On standing out in auditions and avoiding being a “really talented cookie-cutter robot”: “Exercise the confidence muscle. Because it’s a muscle, and you’ve got to train it. I’ve found the difference between people being nervous and me being confident to be a fuel. It’s like, I’m not falling down the pit. … I tell people to ‘be spectacularly you,’ because in doing that you elevate all the things that make you an individual, and that’s what they are looking for.
‘I wish someone would have told me ‘Don’t fit in. Be weird. Be wiggly emotionally. Be an artist.’’— Mikey Winslow, EGR grad and ‘Hamilton’ cast member
“Good theater isn’t about something people have seen before; it’s when fresh things happen, new things happen, real things happen. Seeing people who are authentically themselves onstage is when we get to really connect. At the end of the day if you’re not exactly what they want, there’s nothing you can do. Dig into your individuality.”
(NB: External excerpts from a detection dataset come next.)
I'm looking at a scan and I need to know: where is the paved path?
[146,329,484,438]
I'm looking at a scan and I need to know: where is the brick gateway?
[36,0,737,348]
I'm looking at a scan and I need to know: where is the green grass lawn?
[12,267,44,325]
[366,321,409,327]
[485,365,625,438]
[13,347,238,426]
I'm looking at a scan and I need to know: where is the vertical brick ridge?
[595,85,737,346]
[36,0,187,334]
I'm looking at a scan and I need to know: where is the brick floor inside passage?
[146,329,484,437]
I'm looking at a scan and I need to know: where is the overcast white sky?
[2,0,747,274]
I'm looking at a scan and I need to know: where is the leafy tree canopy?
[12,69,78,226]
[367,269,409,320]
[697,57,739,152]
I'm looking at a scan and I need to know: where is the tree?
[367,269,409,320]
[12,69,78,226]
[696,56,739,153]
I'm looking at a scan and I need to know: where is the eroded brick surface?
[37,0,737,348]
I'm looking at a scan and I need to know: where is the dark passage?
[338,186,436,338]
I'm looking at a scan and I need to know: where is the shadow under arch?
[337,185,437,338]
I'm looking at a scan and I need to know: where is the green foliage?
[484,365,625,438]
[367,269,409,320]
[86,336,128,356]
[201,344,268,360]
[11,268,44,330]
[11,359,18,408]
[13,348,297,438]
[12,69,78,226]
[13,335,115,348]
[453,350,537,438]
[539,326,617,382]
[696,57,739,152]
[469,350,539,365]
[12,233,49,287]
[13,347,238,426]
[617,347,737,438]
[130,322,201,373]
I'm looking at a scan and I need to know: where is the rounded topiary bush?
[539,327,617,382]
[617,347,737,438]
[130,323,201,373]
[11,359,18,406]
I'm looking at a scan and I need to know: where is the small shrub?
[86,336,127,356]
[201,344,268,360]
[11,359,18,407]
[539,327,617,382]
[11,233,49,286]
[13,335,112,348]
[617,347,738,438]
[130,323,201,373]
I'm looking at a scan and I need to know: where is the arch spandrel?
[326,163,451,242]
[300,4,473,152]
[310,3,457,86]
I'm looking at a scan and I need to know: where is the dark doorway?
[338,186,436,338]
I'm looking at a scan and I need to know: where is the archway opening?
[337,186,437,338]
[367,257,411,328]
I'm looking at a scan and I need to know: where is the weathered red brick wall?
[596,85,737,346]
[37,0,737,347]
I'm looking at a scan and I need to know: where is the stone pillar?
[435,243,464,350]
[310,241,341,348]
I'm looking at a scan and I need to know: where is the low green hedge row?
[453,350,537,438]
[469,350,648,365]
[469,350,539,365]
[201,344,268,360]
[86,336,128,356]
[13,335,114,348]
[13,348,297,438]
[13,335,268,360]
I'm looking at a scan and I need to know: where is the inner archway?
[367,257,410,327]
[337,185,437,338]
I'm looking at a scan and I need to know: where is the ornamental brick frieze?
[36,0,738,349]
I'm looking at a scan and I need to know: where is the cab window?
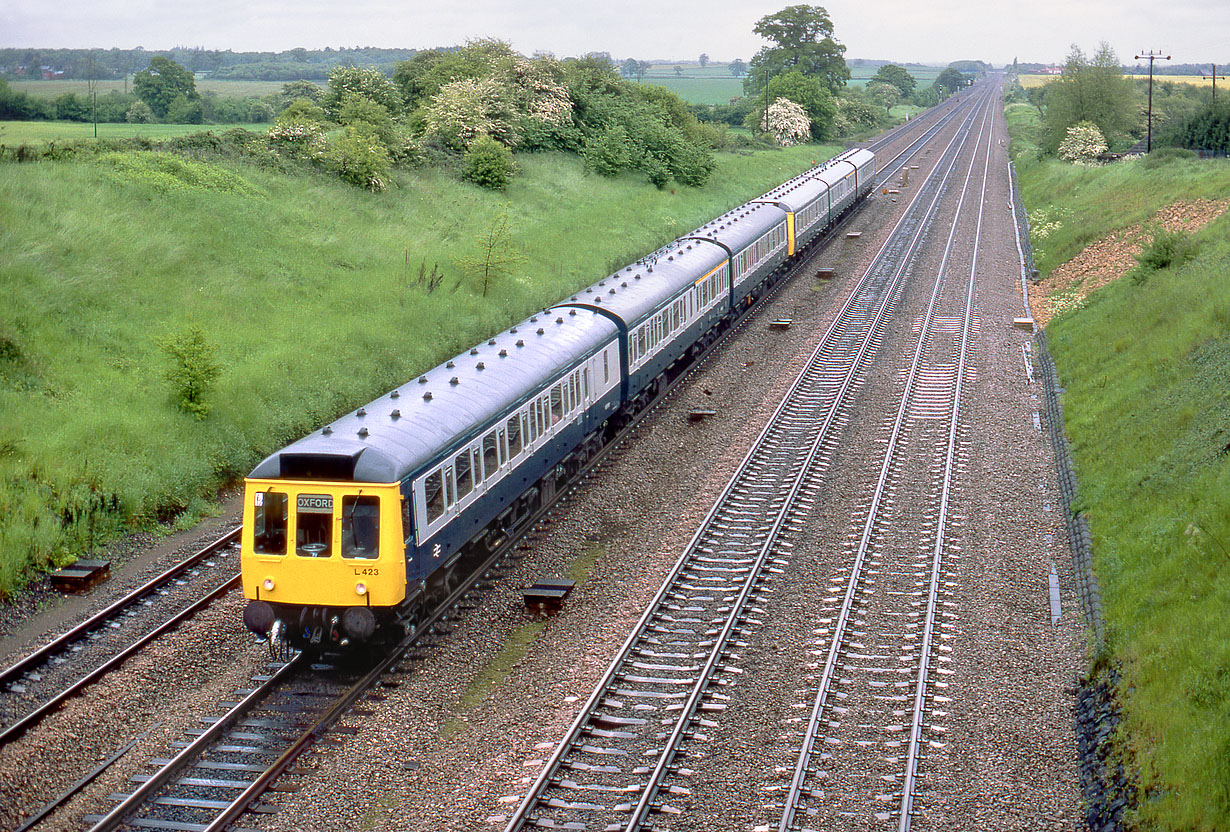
[453,448,474,500]
[423,471,444,523]
[252,491,287,555]
[508,415,522,458]
[482,432,499,479]
[295,494,333,558]
[342,495,380,558]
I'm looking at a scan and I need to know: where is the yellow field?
[1018,75,1210,90]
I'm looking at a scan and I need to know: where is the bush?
[461,135,517,191]
[156,326,223,418]
[583,124,632,176]
[322,126,391,191]
[1059,121,1106,165]
[124,98,154,124]
[1130,228,1200,286]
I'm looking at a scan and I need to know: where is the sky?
[0,0,1230,65]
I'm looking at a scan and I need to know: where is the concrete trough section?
[52,560,111,592]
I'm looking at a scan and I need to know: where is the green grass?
[9,79,297,98]
[0,120,252,142]
[642,76,743,103]
[1010,97,1230,831]
[0,139,838,593]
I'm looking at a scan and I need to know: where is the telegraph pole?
[1209,64,1226,110]
[1137,49,1170,153]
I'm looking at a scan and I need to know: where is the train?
[240,148,877,651]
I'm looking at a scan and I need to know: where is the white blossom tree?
[1059,121,1106,165]
[760,98,812,148]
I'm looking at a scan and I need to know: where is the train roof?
[250,309,615,482]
Why dancing — no matter your vocation — “is life”: For those who aspire to the profession: “Take ballet and don’t get beaten down by it not clicking. Ballet is for the 1% genetically. … Use it as a tool to hone your movement skills.” For everyone else: “Dance has been used throughout history to celebrate, to rejoice, to grieve. … The act of dancing is all to do with expressing yourself, letting something out and feeling good. And what does that add up to? Confidence. … Dance is like speaking a new language to someone and them being able to understand it when they had no idea how to speak the language in the first place.”
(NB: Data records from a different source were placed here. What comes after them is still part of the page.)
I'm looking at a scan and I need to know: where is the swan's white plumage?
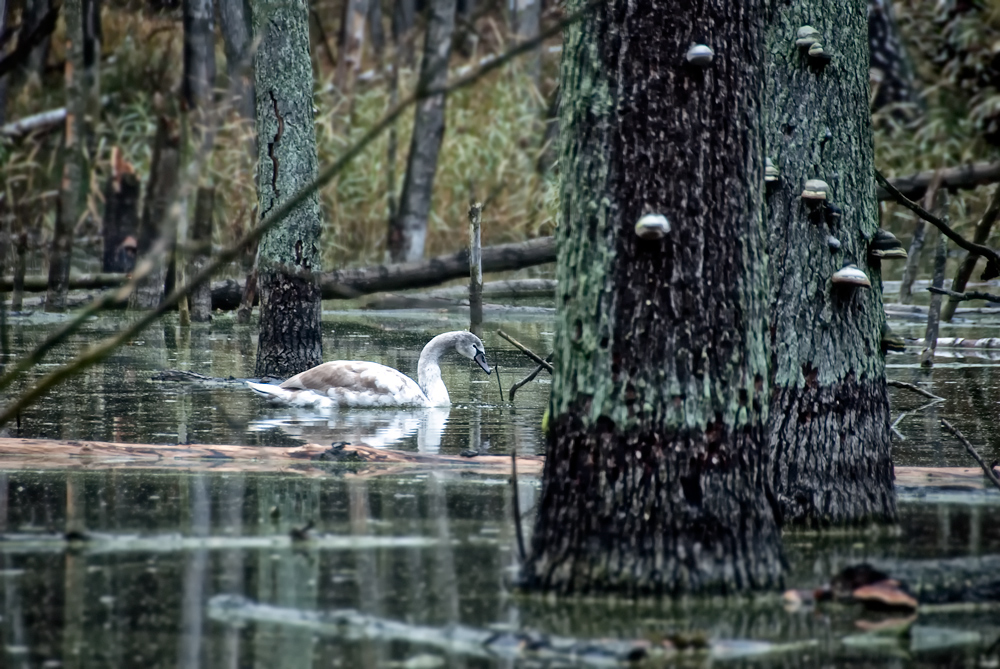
[247,332,489,409]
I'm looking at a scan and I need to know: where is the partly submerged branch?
[941,418,1000,489]
[875,170,1000,281]
[927,286,1000,302]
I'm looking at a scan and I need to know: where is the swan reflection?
[248,407,450,453]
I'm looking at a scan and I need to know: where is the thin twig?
[510,439,527,564]
[927,286,1000,302]
[497,330,552,373]
[885,379,944,402]
[941,418,1000,489]
[875,170,1000,281]
[0,5,597,427]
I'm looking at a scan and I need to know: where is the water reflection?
[247,407,452,453]
[0,468,1000,669]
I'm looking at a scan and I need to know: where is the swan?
[247,331,491,409]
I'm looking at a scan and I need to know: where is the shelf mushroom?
[868,228,907,260]
[686,44,715,67]
[802,179,830,202]
[831,263,872,288]
[635,214,670,240]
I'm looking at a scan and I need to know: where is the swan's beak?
[473,351,493,374]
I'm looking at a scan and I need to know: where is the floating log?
[0,437,992,490]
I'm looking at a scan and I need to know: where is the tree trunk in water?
[387,0,455,262]
[101,146,139,272]
[868,0,919,113]
[392,0,417,67]
[219,0,257,136]
[523,0,782,595]
[129,116,180,309]
[253,0,323,376]
[188,183,215,323]
[181,0,215,124]
[765,0,896,526]
[334,0,368,96]
[45,0,88,312]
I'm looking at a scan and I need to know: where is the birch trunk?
[523,0,782,595]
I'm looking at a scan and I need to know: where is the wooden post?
[469,202,483,339]
[187,187,215,323]
[920,189,949,367]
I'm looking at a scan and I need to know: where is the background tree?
[524,0,781,593]
[45,0,88,312]
[765,0,896,525]
[253,0,323,376]
[388,0,456,262]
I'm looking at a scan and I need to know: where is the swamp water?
[0,312,1000,669]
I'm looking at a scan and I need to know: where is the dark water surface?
[0,313,1000,669]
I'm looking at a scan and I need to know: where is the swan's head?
[455,332,492,374]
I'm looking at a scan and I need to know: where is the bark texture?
[765,0,896,526]
[253,0,323,377]
[45,0,87,312]
[523,0,781,594]
[388,0,455,262]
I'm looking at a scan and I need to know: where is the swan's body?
[247,332,490,409]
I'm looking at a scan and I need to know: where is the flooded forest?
[0,0,1000,669]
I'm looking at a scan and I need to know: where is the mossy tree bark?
[45,0,88,312]
[253,0,323,376]
[764,0,896,526]
[523,0,781,594]
[387,0,456,262]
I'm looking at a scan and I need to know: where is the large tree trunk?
[387,0,455,262]
[253,0,323,376]
[523,0,782,594]
[765,0,896,526]
[45,0,88,311]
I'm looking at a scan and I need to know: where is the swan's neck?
[417,332,454,406]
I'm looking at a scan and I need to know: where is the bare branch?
[875,170,1000,281]
[941,418,1000,489]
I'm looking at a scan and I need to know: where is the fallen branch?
[927,286,1000,303]
[320,237,556,300]
[497,330,552,373]
[510,353,552,402]
[875,170,1000,281]
[885,379,944,402]
[876,162,1000,200]
[941,418,1000,490]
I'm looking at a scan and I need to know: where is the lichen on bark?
[253,0,323,376]
[523,0,781,594]
[765,0,896,526]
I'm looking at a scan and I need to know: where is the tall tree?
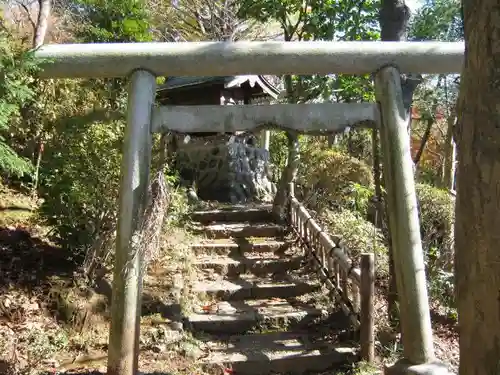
[455,0,500,375]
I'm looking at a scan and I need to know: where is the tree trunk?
[378,0,410,322]
[413,119,434,166]
[441,113,456,190]
[33,0,51,48]
[455,0,500,375]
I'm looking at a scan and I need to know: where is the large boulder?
[175,134,275,203]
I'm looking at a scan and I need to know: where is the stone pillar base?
[384,359,454,375]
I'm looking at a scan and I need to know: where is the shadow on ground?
[0,228,180,323]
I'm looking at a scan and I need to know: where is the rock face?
[176,134,275,203]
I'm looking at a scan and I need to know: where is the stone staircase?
[187,206,356,375]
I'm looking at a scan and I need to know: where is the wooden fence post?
[360,253,375,363]
[375,67,434,364]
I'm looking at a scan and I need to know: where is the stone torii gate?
[35,42,464,375]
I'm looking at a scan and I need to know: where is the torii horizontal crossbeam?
[35,41,464,78]
[152,103,379,134]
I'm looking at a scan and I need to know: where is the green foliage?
[416,184,455,270]
[409,0,464,42]
[297,147,373,213]
[71,0,152,43]
[238,0,379,106]
[40,118,124,248]
[416,184,455,308]
[0,30,37,177]
[322,209,389,277]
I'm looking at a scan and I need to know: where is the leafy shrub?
[0,30,37,177]
[416,184,455,271]
[297,148,372,216]
[41,119,124,248]
[321,209,389,277]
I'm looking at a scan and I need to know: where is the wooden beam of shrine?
[35,41,465,78]
[152,103,379,134]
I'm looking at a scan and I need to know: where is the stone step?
[194,253,304,277]
[193,275,320,301]
[188,298,326,334]
[190,205,273,224]
[193,223,285,238]
[199,332,358,375]
[191,238,295,255]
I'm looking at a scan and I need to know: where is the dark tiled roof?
[158,76,279,97]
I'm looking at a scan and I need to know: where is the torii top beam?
[35,41,465,78]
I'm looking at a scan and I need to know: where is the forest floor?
[0,187,458,375]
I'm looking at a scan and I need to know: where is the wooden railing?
[288,190,375,362]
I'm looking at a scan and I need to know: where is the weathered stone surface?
[175,134,275,203]
[193,223,285,238]
[193,275,320,301]
[384,359,454,375]
[204,332,357,375]
[191,238,295,255]
[191,205,272,224]
[188,298,325,333]
[194,253,303,277]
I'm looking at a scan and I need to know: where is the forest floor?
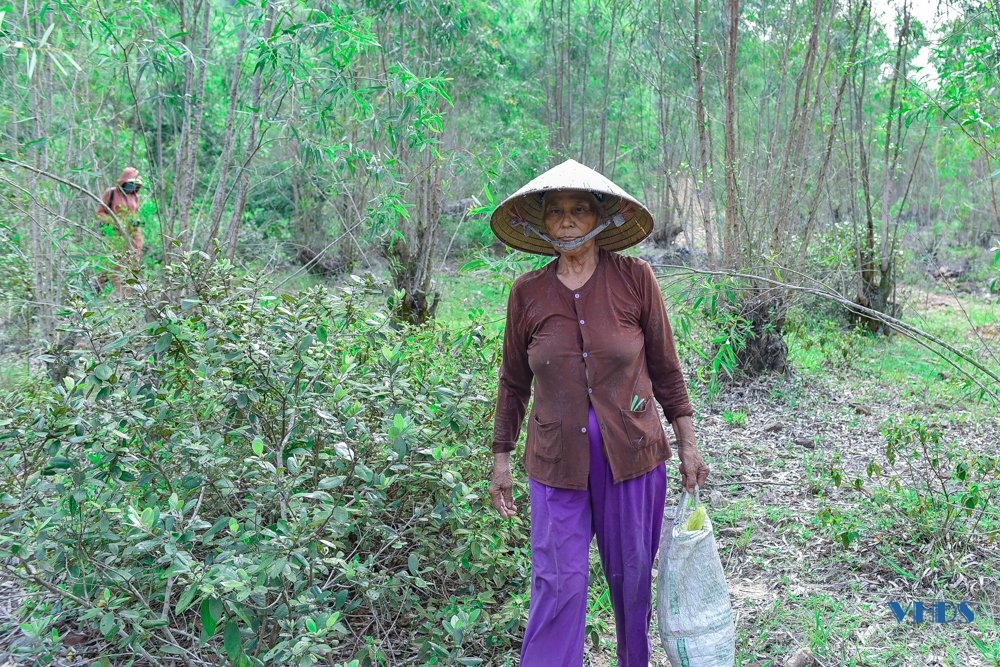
[588,291,1000,667]
[0,280,1000,667]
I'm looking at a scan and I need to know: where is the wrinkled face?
[542,190,598,247]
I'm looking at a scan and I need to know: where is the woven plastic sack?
[656,488,736,667]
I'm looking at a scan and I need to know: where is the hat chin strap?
[522,213,625,252]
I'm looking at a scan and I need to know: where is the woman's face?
[542,190,597,252]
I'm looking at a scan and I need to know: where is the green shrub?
[0,253,528,665]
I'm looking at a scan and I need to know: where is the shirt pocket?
[531,415,562,463]
[620,399,659,449]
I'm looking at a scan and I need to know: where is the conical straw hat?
[490,160,653,255]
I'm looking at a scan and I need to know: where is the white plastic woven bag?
[656,488,736,667]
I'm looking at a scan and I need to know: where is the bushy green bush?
[0,253,528,665]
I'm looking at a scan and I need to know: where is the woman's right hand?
[490,452,517,519]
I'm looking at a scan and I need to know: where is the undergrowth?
[0,258,528,665]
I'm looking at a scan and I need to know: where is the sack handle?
[674,484,701,526]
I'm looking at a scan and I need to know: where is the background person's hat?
[490,160,653,255]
Star-struck moments: There have been more than one, he said. Performing in “American Idiot,” Winslow spent six weeks on stage with Billy Joe Armstrong, the lead singer of Green Day — whose music inspired and scored the production. “It was insane, because he was my idol growing up,” Winslow told students. “Literally, I tried to be him: blue hair, eyeliner, the whole deal.”
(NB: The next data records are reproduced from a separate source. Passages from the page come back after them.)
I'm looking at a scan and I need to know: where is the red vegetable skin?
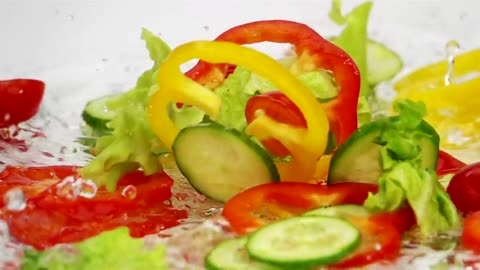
[223,182,377,234]
[437,150,467,176]
[186,20,360,147]
[447,162,480,214]
[0,79,45,128]
[0,166,187,249]
[462,211,480,253]
[245,91,307,157]
[330,218,402,269]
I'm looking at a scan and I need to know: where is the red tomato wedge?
[447,162,480,214]
[245,91,307,157]
[462,211,480,253]
[437,150,467,176]
[0,166,187,249]
[0,79,45,128]
[223,182,378,234]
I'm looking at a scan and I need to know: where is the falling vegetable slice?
[0,79,45,128]
[394,49,480,148]
[149,41,330,181]
[187,20,360,148]
[172,124,279,202]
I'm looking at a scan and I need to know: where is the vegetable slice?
[247,216,360,267]
[205,236,284,270]
[328,116,440,184]
[172,124,280,202]
[0,79,45,128]
[82,95,119,133]
[223,182,377,234]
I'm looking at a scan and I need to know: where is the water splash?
[3,188,27,212]
[122,185,137,200]
[444,40,460,86]
[56,176,98,200]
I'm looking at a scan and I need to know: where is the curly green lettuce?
[21,227,168,270]
[80,29,170,190]
[365,100,460,236]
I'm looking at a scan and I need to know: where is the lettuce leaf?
[329,0,373,96]
[80,29,170,190]
[21,227,168,270]
[365,100,460,236]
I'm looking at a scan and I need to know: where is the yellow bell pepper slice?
[148,41,329,181]
[394,49,480,148]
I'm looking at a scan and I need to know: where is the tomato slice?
[437,150,467,176]
[0,79,45,128]
[245,91,307,157]
[0,166,187,249]
[462,211,480,253]
[333,218,402,269]
[447,162,480,214]
[223,182,378,234]
[0,166,79,207]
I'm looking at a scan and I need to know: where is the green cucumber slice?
[367,40,403,85]
[82,95,118,131]
[328,116,440,184]
[172,124,280,202]
[205,236,284,270]
[303,204,371,218]
[247,216,360,268]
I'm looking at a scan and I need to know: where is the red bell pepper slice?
[0,79,45,128]
[186,20,360,144]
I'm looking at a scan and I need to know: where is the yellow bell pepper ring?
[148,41,329,180]
[394,49,480,148]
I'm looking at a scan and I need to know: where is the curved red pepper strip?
[186,20,360,144]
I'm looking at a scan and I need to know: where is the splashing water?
[56,176,98,200]
[445,40,460,86]
[122,185,137,200]
[0,220,23,269]
[3,188,27,212]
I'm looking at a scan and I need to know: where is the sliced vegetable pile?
[0,0,480,270]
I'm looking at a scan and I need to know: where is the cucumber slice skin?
[247,216,360,269]
[82,94,118,133]
[303,204,371,218]
[172,124,280,202]
[327,116,440,184]
[205,236,286,270]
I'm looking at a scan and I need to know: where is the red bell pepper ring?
[186,20,360,144]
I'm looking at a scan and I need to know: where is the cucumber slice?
[172,124,280,202]
[82,95,118,131]
[367,40,403,85]
[247,216,360,269]
[205,236,284,270]
[303,204,371,218]
[328,116,440,184]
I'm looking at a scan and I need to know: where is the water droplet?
[444,40,460,86]
[3,188,27,212]
[56,176,80,200]
[203,207,221,217]
[122,185,137,200]
[75,179,98,199]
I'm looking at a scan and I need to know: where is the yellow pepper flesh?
[148,41,329,181]
[394,49,480,148]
On being an artist now: “The generation I was raised in was like ‘You’re a kid, a kid, a kid, a kid, and boom, now you’re an adult.’ You are the artist now. Claim that. I wish someone would have told me ‘Don’t fit in. Be weird. Be wiggly emotionally. Be an artist.’ “
Hey Mikey, he likes it: “I love dark chocolate. Have you been to MoKAYA in Midtown? My best friend owns it.” Also, “I’m big into yoga,” and he’s trying to be vegan-ish (still eats eggs). “Those Beyond Burgers? I’m all about that now.”
Taking it all to heart:
From junior Emma Green, who dreams of being on Broadway: “It’s so amazing to have someone who came out of this school who has been so successful. … I really loved ‘be spectacularly you.’ There’s so many people who try to fake it and aren’t themselves. I think being yourself is the best way to live.”
From junior A.J. Elias, who took a master class from Winslow in Chicago: “So many people tell you it’s a one in a million chance; when someone who has actually gotten there tells you it’s attainable, it really boosts confidence. Makes it more real. Also what he said about there being time, about not burning out; that was comforting to hear.”
From junior Grace Lawrence: “When people talk about you pursuing your passion, it’s so personal. When I tell people I want a career in this and they go ‘How are you going to make money?’ I know it’s going to be hard, but it doesn’t matter. It’s a drive. It’s a passion. It was nice hearing that from Mikey. Bottom line is, I want to be in theater.”